The woman walked over to me and smiled. She reached out with a cold hand and lifted my chin.
“Now we see through a glass, darkly.”
It was Katie Bender.
32
The woman took my left hand in hers and pulled me toward the stone steps leading down into the shadows, but I resisted.
“Come along,” she said. “You came here to see Malleus, didn’t you?”
“Yes,” I said, and stumbled after her. I looked over my shoulder, hoping to catch a glimpse of Calder striding across the gravel bar, but there was nothing but woods and water.
“I’ve been feeling you for a long while,” the woman said. “Years, in fact. Always at the edge of my consciousness, like a half-remembered dream when daylight comes. But here you are in the flesh, at last.”
“What should I call you?”
“Ah, there’s a problem,” she said, stopping. She leaned close and cupped a hand around my ear, brushing away the hair. “Don’t call me ‘Katie,’ because that is a weak and diminutive form of my name. But your modern tongue would break itself in attempting to pronounce ‘Aikaterini.’”
“What language is that?”
“Ancient Macedonian.”
She kissed me. Her lips were as cold as steel.
“Where are the others?” I asked, pulling away.
“There are no others.”
“Ma and Pa Bender? Your brother, John?”
“Ah,” she said. “Them. The old ones were merely slaves, and the stupid young one only a consort. They are dead. I killed them all, soon after we left that wretched cabin. As mortals they thirsted
after land, and now they have their wish—they sleep beneath the prairie for eternity.”
“Did you slit their throats?”
“There was no time for pleasure, darling,” she said. “I shot them all, with a marvelous invention—the Colt 1873 revolving pistol, a forty-five-caliber, also called ‘the Peacemaker.’ Oh, how I love you Americans and your sense of humor!” She laughed wickedly. “Oh, would that Alexander had a thousand such weapons. Macedonians would rule the world still, instead of yet and again.”
“You knew Alexander the Great?”
“A casual relationship,” she said. “He loved boys more.”
“That had to sting.”
“Enough talk!” she said. “Malleus awaits.”

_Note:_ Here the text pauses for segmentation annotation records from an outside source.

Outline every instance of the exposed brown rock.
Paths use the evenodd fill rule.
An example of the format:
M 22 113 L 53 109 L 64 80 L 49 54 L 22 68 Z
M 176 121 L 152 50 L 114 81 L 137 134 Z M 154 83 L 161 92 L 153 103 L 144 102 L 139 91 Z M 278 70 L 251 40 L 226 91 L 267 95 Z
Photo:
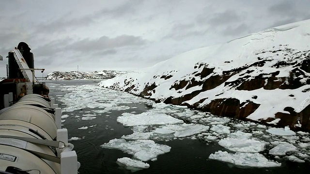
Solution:
M 203 69 L 201 72 L 200 78 L 202 79 L 203 78 L 211 74 L 211 73 L 213 72 L 213 70 L 214 70 L 215 69 L 215 68 L 208 68 L 206 67 L 203 67 Z
M 139 96 L 150 96 L 152 95 L 151 93 L 148 93 L 148 91 L 152 91 L 157 86 L 155 84 L 155 83 L 153 83 L 152 85 L 149 86 L 149 83 L 148 83 L 146 85 L 145 85 L 145 87 L 143 90 L 139 94 Z
M 174 88 L 176 90 L 182 89 L 184 87 L 186 87 L 188 83 L 188 81 L 185 80 L 182 80 L 180 81 L 175 82 L 173 85 L 170 87 L 169 90 L 171 90 L 172 88 Z
M 302 130 L 310 130 L 310 105 L 308 105 L 300 113 L 296 114 L 296 117 L 300 119 Z

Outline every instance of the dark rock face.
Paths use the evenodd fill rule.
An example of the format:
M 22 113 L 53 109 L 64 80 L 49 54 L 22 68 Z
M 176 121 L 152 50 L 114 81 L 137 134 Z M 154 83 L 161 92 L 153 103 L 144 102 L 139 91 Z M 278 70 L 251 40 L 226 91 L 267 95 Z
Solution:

At the bottom of the steps was a room with a fire pit in the center and all manner of objects piled against the walls: expensive clothes flung carelessly about, caskets overflowing with jewelry, books, marble busts of Greek and Roman statesmen, dusty wine bottles. Also piled about were human skulls the color of parchment. The ghosts here were old—very old. Their voices were the murmur of a shallow river in a deep cave unseen by any man.
Malleus was sitting—or rather squatting—on a throne that looked like it would have been at home in the court of Nero. He was wearing a dressing gown over his enormous body, and from a wide leather belt dangled the antique pistol and the leather bag. His hands were the color of dead fish and were resting on the silver handle of a walking stick.
“Take off your hat,” she said.
When I refused, she knocked it to the floor.
Then Katie dropped to one knee and attempted to pull me down with her, but I refused.
“Malleus, my lord,” she said. “I have brought the other.”
“Welcome to hell,” Malleus said, opening his arms. Then he smiled, revealing those teeth the color of old tusk, and I could not help but shudder.